Concluindo, para o sucesso do novo governo o Presidente precisa acercar-se de pessoas experientes no setor público que tenham uma visão global da realidade nacional, para preconizar implementação de medidas à médio e longo prazos, sem se apegar a providências imediatistas, como aumento da contribuição previdenciária, a exemplo do que fizeram os míopes governantes estaduais e municipais [5]. Pessoas de curta visão, na realidade, são pessoas individualistas que só sabem pensar no presente para benefício próprio e de seus familiares e amigos bajuladores, sem a largueza de pensamento dos coletivistas que objetivam a construção de dias melhores para as gerações futuras. Essas ações não dão visibilidade, nem projetam seus autores na mídia, mas, são absolutamente necessárias para livrar o País de contínuos remendos, para cobrir as feridas que se abrem com frequência cada vez maior [6].

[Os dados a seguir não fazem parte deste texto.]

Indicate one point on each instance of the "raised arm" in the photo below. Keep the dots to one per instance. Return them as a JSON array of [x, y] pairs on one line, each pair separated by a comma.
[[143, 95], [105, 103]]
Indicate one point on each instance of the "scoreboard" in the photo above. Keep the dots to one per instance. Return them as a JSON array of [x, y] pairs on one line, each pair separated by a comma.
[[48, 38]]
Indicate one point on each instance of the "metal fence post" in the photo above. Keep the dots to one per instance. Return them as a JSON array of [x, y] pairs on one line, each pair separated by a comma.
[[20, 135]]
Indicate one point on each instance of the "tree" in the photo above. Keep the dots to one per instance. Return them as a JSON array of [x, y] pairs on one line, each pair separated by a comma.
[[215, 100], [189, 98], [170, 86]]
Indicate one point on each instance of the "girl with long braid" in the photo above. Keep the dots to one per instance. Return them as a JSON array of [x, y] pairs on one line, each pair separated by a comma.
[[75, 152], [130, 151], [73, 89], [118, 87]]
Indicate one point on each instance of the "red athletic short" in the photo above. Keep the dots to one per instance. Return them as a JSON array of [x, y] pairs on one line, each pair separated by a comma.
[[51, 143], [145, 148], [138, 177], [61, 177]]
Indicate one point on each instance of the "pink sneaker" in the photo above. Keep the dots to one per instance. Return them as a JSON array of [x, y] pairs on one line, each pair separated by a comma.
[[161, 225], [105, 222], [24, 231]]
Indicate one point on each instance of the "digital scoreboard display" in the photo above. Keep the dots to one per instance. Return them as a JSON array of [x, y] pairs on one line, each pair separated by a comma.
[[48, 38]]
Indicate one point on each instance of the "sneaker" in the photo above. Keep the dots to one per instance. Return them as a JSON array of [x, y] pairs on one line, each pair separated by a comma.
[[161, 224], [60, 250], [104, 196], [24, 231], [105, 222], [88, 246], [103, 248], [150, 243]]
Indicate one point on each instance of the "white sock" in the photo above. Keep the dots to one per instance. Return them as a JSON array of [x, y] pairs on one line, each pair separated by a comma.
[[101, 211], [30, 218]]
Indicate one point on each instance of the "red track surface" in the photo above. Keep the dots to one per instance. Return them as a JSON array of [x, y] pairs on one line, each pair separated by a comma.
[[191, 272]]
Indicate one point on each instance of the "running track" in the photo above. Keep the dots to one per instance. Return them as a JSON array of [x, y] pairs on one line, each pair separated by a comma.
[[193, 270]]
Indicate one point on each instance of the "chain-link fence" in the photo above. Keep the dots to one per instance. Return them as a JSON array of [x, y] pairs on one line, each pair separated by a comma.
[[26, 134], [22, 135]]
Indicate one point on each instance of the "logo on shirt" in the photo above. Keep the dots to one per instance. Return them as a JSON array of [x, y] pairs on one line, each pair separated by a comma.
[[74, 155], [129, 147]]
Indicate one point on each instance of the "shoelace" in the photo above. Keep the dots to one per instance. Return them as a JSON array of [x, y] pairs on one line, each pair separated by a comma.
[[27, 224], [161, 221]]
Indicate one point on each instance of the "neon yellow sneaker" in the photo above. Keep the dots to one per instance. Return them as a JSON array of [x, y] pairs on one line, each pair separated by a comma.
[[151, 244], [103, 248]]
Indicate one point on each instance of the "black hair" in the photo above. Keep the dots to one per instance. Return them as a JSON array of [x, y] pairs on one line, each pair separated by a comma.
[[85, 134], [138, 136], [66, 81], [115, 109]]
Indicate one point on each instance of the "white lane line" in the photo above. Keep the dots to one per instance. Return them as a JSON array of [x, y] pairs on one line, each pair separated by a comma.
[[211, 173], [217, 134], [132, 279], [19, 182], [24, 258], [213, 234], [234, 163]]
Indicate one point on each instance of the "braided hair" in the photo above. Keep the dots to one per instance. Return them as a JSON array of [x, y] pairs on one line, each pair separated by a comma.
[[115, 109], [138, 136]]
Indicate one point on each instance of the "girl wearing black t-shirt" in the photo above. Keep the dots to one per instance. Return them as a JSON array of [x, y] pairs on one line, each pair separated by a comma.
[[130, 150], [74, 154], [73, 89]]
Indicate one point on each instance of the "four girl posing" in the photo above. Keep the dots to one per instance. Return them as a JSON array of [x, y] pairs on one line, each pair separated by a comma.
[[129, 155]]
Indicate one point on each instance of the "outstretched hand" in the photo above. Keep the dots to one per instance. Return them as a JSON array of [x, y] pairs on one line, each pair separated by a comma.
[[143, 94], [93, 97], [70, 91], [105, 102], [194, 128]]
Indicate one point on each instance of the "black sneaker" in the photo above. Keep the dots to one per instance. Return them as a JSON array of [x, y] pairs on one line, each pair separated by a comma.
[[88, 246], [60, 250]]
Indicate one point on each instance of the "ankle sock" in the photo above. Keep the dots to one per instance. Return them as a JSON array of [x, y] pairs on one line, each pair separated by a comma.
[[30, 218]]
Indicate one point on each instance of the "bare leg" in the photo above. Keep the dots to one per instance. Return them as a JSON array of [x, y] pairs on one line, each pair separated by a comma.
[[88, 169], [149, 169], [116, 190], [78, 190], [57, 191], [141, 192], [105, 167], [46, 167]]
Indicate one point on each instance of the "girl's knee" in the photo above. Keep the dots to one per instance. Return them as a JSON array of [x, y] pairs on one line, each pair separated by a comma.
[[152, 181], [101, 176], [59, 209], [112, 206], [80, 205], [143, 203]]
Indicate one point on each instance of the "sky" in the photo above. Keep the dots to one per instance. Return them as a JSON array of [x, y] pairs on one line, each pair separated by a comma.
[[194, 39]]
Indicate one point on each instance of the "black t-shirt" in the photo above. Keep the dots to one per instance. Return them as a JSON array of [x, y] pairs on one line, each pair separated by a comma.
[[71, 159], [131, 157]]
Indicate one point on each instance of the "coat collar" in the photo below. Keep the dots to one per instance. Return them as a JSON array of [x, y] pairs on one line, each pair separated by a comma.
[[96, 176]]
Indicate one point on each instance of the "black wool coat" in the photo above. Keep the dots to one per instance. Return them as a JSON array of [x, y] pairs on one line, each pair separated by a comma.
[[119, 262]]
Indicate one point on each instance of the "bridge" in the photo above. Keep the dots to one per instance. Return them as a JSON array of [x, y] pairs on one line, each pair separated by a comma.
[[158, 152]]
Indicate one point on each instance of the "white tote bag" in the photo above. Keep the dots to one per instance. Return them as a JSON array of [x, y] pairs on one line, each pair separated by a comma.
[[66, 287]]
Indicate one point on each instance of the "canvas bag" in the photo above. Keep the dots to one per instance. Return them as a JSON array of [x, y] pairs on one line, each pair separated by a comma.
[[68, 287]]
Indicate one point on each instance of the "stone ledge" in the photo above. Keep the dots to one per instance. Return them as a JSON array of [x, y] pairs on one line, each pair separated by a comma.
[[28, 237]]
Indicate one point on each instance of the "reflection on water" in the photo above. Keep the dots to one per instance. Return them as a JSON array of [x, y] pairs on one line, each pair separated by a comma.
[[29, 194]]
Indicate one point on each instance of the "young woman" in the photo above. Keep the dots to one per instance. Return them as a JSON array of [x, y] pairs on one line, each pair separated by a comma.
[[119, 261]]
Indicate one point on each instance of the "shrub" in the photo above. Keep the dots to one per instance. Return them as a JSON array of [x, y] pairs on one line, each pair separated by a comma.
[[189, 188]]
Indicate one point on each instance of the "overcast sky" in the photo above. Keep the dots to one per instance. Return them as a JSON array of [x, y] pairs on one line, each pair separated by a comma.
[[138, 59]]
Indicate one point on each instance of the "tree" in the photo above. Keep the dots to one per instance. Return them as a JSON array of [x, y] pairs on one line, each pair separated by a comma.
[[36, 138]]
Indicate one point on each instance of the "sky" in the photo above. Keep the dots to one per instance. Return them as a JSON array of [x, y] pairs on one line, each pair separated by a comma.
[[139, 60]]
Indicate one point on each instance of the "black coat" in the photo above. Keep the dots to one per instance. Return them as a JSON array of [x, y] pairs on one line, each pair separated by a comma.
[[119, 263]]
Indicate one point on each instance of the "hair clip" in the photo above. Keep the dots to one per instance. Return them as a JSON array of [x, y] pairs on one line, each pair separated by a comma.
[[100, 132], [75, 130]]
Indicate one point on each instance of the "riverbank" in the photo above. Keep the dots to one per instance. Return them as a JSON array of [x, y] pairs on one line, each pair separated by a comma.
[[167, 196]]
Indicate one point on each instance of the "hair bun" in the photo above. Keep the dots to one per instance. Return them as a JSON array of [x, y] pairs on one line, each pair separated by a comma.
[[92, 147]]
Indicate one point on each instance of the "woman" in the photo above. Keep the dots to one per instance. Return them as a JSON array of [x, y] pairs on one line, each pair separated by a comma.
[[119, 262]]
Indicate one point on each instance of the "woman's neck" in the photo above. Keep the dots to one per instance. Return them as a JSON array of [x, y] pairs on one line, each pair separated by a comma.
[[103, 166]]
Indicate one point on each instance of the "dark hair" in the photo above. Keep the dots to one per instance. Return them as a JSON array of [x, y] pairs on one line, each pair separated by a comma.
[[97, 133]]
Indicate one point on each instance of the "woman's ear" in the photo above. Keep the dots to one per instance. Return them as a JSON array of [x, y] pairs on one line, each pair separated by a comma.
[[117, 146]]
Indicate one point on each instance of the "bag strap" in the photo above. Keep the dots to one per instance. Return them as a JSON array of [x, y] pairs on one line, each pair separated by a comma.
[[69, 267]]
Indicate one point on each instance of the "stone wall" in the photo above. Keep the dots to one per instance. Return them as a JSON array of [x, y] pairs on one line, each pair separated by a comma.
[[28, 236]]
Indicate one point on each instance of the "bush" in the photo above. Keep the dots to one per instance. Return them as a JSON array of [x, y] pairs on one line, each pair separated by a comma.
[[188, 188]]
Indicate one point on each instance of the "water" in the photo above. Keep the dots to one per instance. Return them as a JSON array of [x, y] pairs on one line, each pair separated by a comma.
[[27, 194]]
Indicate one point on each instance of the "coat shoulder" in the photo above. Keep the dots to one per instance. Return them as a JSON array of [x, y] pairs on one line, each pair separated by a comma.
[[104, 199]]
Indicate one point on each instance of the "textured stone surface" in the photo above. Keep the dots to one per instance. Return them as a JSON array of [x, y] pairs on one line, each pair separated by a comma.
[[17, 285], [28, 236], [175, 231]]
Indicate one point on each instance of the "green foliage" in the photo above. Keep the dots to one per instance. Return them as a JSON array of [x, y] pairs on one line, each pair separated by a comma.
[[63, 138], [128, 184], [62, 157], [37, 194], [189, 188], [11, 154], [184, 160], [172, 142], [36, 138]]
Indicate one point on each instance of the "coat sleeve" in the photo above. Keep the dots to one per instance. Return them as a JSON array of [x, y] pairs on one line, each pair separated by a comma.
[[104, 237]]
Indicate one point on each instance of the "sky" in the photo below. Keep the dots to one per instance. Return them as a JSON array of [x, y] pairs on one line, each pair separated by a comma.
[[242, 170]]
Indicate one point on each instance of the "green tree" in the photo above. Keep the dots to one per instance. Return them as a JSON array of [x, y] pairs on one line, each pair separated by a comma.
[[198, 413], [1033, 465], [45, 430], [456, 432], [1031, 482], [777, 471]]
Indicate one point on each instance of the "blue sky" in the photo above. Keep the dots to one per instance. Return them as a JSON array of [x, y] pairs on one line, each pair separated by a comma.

Por outro lado, o Presidente Bolsonaro, que está imbuído das melhores das intenções representando as lídimas aspirações do povo que sofreu por longos 13 anos de desgoverno e dilapidação do patrimônio público, para dizer o mínimo, precisa nomear alguém que possa desempenhar, com zelo, competência e eficiência o papel de interlocutor político-social, para uniformização de linguagem na comunicação social. Deixar que cada um fale a sua maneira, dentro de uma visão parcial da realidade nacional, desautorizando a fala do chefe de governo, não será um bom indicador para uma gestão pública responsável e eficiente, nos limites legais e constitucionais. O governo como um todo deve funcionar como uma orquestra, sob a regência de um único maestro.

SP, 7-1-19.

[1] A pergunta é: de onde foram tirados esses 755,5 milhões? Seguramente das despesas de capital, já que as despesas correntes, aonde de insere as despesas com pessoal, irá crescer com a derrubada da proibição de aumento salarial em 2019 pelo STF.

[2] Cf. nosso Direito financeiro e tributário, 27. ed.. São Paulo: Atlas, 2018, p. 452.

[3] Dentre outras as ADIs nºs 4002 e 4004.

[4] O imposto de exportação, o imposto de importação e o IPI, também, são tributos de natureza regulatória que podem ter suas alíquotas alteradas por Decreto. Porém o uso da faculdade excepcional do Executivo em relação a esses impostos encontra uma barreira nos órgãos  internacionais de que participa o Brasil, como é o caso da OMC. Daí a majoração por Decreto de apenas do IOF que não interfere diretamente no comércio internacional.

[5] É preciso muito mais do que a simples “despetização” de que falou o Ministro Onyx Lorenzoni. Os cérebros devem se aproveitados independentemente da ideologia, desde que submissos às orientações do novo governo. O desempenho eficiente dos subordinados depende de habilidade de atuação de seus chefes. Noções como ética, moralidade pública e eficiência no serviço público pairam acima das ideologias.

[5] Se há trinta anos tivéssemos feito a Reforma Previdenciária com a unificação do regime privado/público e deixando para a lei complementar a fixação da idade limite para aposentadoria, de conformidade com a variação da expectativa de vida, sem violar ato jurídico perfeito, nem ferir o direito adquirido, como fizeram as últimas reformas, hoje, estaríamos bem próximo da época em que iria ter início as aposentadorias sob as novas regras. Quem ingressou no funcionalismo após Reforma Previdenciária o fez de forma consciente, sabendo que não poderá aposentar-se com os vencimentos integrais do cargo ou da função pública. Isso se chama Estado Democrático de Direito onde ninguém é surpreendido pelo advento de leis novas, sem retroação de seus efeitos para atingir situações consolidadas ou os direitos adquiridos a serem usufruídos no futuro.